Oden smiled at the memory. It hadn’t taken them long to drag Dirk back up to the ship, get a clearance to leave, and refuel. A few hours after their conversation in the bridge, Oden was guiding the Lenore away from Ward Port.
It was amazing how fast they could do the trip when not hounded by pirates. They made it in less than two weeks.
“I don’t know if she traveled back to Earth,” Jack growled, sounding just as annoyed with Dirk as Oden felt. “But it’s the most logical guess based on the information we have.”
“And this is where you won her?” Randal asked, turning to Calen.
“There’s a cantina a few blocks away.”
Calen led the way back to the cantina where it had all begun. Oden shuttered his eyes against the dust. He had only been to the enormous city the one time, but it had been dusty and windy then, too. Is it always like this? he wondered as he spotted a woman with a scarf wrapped around her head and face, her eyes barely visible.
They reached the cantina to find it just opening.
“You there,” called Jack to a man who appeared to be in charge. “Have you seen a small woman with blonde dreadlocks in here?”
The man frowned for a moment. “You don’t mean Asselstine’s indentured girl?”

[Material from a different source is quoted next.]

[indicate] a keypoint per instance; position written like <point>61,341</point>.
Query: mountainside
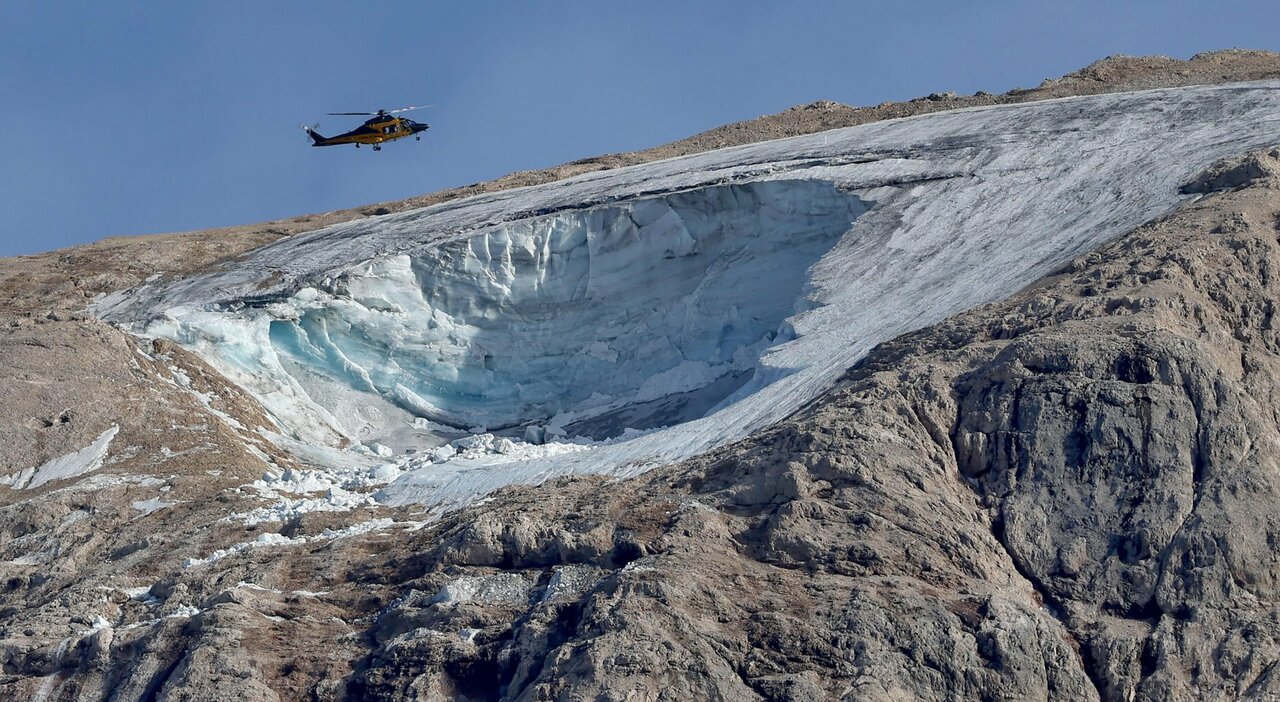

“She doesn’t belong to him anymore, but yes, we mean Bit.”
The man shrugged, indifferent to who owned who. “I ain’t seen her for a while now. She used to come in with Asselstine all the time, but it’s been months since he brought her in here.”

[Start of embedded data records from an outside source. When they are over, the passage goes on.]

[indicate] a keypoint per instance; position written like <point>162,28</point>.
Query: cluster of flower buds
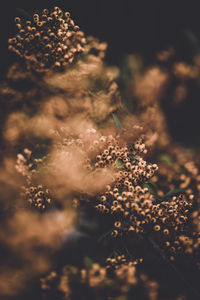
<point>35,195</point>
<point>38,197</point>
<point>116,262</point>
<point>49,40</point>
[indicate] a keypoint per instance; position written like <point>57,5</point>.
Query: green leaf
<point>174,192</point>
<point>165,158</point>
<point>23,13</point>
<point>116,120</point>
<point>87,261</point>
<point>153,189</point>
<point>119,163</point>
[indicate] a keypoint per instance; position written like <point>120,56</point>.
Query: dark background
<point>129,26</point>
<point>142,26</point>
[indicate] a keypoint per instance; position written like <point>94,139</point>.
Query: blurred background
<point>131,27</point>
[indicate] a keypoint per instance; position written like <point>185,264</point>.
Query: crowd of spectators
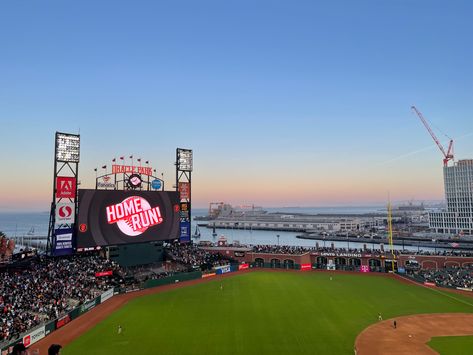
<point>281,249</point>
<point>195,257</point>
<point>449,277</point>
<point>48,288</point>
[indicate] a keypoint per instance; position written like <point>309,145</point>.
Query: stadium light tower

Oden watched as Jack’s shoulders slumped. They had all been hoping for a short search, but it wasn’t to be.
“If you see her, can you contact me on this frequency?” Jack asked, handing him his card.
“Calls ain’t cheap, you know.”
“Call collect,” offered Jack.
“Well okay then.”
“Well that was a waste of time,” Dirk grumbled as they emerged onto the crowded street.
Chapter Three
Bit looked up from the dust and squinted at the haze hovering over the enormous city. Unlike Tifton, or anywhere else on Mars for that matter, Earth failed to enforce the emissions laws, not just on vehicles—which were plentiful enough—but on the various forms of heating used within residences. Some had even grown desperate enough to burn coal again.
Bit stifled a cough and continued down the crowded street, the sweaty bodies of the slum's residents pressing up against her. She had grown accustomed to space within the Lenore, though it was comparatively small, it wasn’t packed to the brim with people.
A large body bumped into her and she felt the tell-tale jostle of someone checking her pockets. Bit ignored the sensation, knowing they wouldn’t find anything but lint, but when she found an empty space between two vendors, she pulled her backpack off and slung it over her shoulders with the bulk draped over her stomach. She continued into the crowd, trying to cross the flow of traffic to reach the smaller streets on the north side of Bolani Road.
The smaller streets were empty in comparison, and Bit breathed a sigh of relief. Amazed how nothing had changed since her absence from the suburb nearly twelve years ago, Bit watched the two streams of water and sewage flow down the sides of the street. Women still hung their laundry out their windows and on lines attached to the opposite building. Bit flinched when a large drop of water landed on her forehead. It seemed as though the exact same barefoot boys played in the streets, oblivious to mire they ran through.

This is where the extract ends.